Daily Laughing in the Mirror Exercise
Stand in front of a mirror and watch yourself as you laugh out loud for 2 minutes….do this every morning! Resist any urge to look away or stop …if it feels “daft” that’s good as it can help you to see the funny side and besides, the brain cannot tell the difference between false laughter and real laughter, you get the benefit anyway! Remember that life is never as serious as your mind can make it out to be.
Using four fingers, firmly tap the point at the centre of the top of your head 50 times – do this 3 times a day and it helps to prevent anxiety (and to feel better generally)
Name the feeling
Name it either out loud (if appropriate), internally, or by writing it down. This has been shown to lessen anxiety even in people who thought there was no way it would!
I recommend you write down in a notebook, in some detail, the way you are feeling when you become anxious. You can use as many extreme, even exaggerated, fear words as possible with the assurance that this can help dilute the actual anxiety.
We human beings have an innate need to express ourselves. Putting experience into words can dilute its impact, as we have to use the left prefrontal lobe of the brain to verbalize in this way. Since anxiety is essentially an emotion expressed through the right hemisphere of the brain, this activation of the left hemisphere can reduce the experience of anxiety.
Grade Your Anxiety and then “Breathe you way down”
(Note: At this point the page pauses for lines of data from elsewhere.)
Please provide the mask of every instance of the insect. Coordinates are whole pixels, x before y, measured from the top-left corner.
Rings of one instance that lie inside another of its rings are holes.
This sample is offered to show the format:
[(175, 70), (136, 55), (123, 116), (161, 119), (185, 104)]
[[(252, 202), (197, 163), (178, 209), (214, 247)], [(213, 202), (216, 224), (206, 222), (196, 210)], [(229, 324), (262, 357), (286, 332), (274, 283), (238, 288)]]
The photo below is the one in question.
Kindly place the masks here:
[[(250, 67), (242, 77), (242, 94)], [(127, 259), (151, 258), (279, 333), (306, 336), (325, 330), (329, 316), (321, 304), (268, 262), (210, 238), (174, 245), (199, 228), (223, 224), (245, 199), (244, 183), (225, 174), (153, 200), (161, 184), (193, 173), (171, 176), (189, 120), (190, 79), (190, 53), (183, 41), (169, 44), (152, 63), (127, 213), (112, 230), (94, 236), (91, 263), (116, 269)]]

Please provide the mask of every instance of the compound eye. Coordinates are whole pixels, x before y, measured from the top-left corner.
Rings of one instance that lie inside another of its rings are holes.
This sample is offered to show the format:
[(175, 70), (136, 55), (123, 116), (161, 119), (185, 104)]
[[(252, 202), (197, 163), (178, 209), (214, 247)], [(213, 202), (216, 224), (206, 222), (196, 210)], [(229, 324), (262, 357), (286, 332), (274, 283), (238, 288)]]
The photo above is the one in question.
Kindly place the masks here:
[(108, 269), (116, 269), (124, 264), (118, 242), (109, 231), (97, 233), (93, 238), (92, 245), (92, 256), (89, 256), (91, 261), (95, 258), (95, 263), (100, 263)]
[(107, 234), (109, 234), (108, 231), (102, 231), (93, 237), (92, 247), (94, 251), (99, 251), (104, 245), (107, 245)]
Grade the anxiety on a scale from 0 to 10, with 0 being no anxiety at all and 10 being the most terror you could possibly experience…..then decide what number you would be happy with in this situation and ‘breathe your way down’ to that level using 7/11….bring to mind a picture of you as you would be when you at your target number….(see how you look, feel and act, facial expressions, energy state , etc – imagine yourself changing before your eyes)
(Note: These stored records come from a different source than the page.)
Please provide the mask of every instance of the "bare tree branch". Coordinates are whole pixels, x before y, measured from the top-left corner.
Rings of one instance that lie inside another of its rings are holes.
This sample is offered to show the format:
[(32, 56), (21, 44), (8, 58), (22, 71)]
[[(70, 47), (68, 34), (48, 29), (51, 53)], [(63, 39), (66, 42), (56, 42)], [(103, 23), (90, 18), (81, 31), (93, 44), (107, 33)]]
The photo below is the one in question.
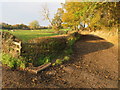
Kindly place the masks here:
[(52, 25), (52, 21), (50, 19), (50, 12), (49, 12), (47, 5), (42, 6), (42, 15), (44, 17), (43, 20), (48, 20), (49, 23)]

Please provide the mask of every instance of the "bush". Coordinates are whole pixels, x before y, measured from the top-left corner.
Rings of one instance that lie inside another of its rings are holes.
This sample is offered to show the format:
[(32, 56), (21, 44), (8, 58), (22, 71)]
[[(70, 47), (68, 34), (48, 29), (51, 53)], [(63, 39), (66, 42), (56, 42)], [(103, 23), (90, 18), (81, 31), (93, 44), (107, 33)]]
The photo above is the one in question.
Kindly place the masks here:
[(64, 50), (65, 55), (71, 55), (73, 53), (72, 47)]
[(69, 56), (65, 56), (65, 57), (64, 57), (64, 61), (68, 61), (69, 59), (70, 59)]
[(73, 53), (73, 45), (78, 39), (80, 39), (80, 34), (78, 32), (69, 34), (66, 41), (67, 47), (64, 50), (64, 54), (61, 56), (62, 59), (56, 59), (56, 62), (52, 64), (53, 66), (62, 64), (64, 61), (70, 60), (70, 55)]
[(9, 54), (2, 54), (2, 64), (9, 66), (10, 68), (21, 68), (24, 69), (26, 67), (26, 62), (23, 58), (14, 58)]
[(61, 59), (56, 59), (55, 64), (59, 65), (59, 64), (62, 64), (62, 62), (63, 62), (63, 60), (61, 60)]
[(66, 46), (66, 38), (36, 38), (22, 44), (21, 55), (33, 66), (39, 66), (60, 56), (59, 53), (63, 53)]
[(40, 66), (42, 64), (47, 64), (50, 62), (50, 57), (44, 56), (44, 57), (40, 57), (38, 60), (34, 61), (33, 64), (34, 66)]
Discharge it with exercise
Taking regular aerobic exercise is of course a great way to help minimize stress and anxiety. But you could also make yourself do short intense bursts of exercise when feeling strong anxiety or before a stressful event if it’s practical to do so. For example, run on the spot as fast as you can for 2 minutes….go for a brisk walk for 12 minutes…do as many press ups or star jumps or squats or sit ups you can in 2 or 3 minutes
In the evening of the day and /or first thing in the morning remind yourself of what you can be grateful for in your life…. but this is not a checklist list making ‘analytical exercise’ but an experiential one, so you need to let yourself feel the gratitude you have or could have.
You can also each evening bring to mind 3 things that were great about the day e.g. what went well, what surprised you delightfully, pleasant moments and again when you think about these ask yourself “and how does that make me feel?” and appreciate the positives no matter how great or small.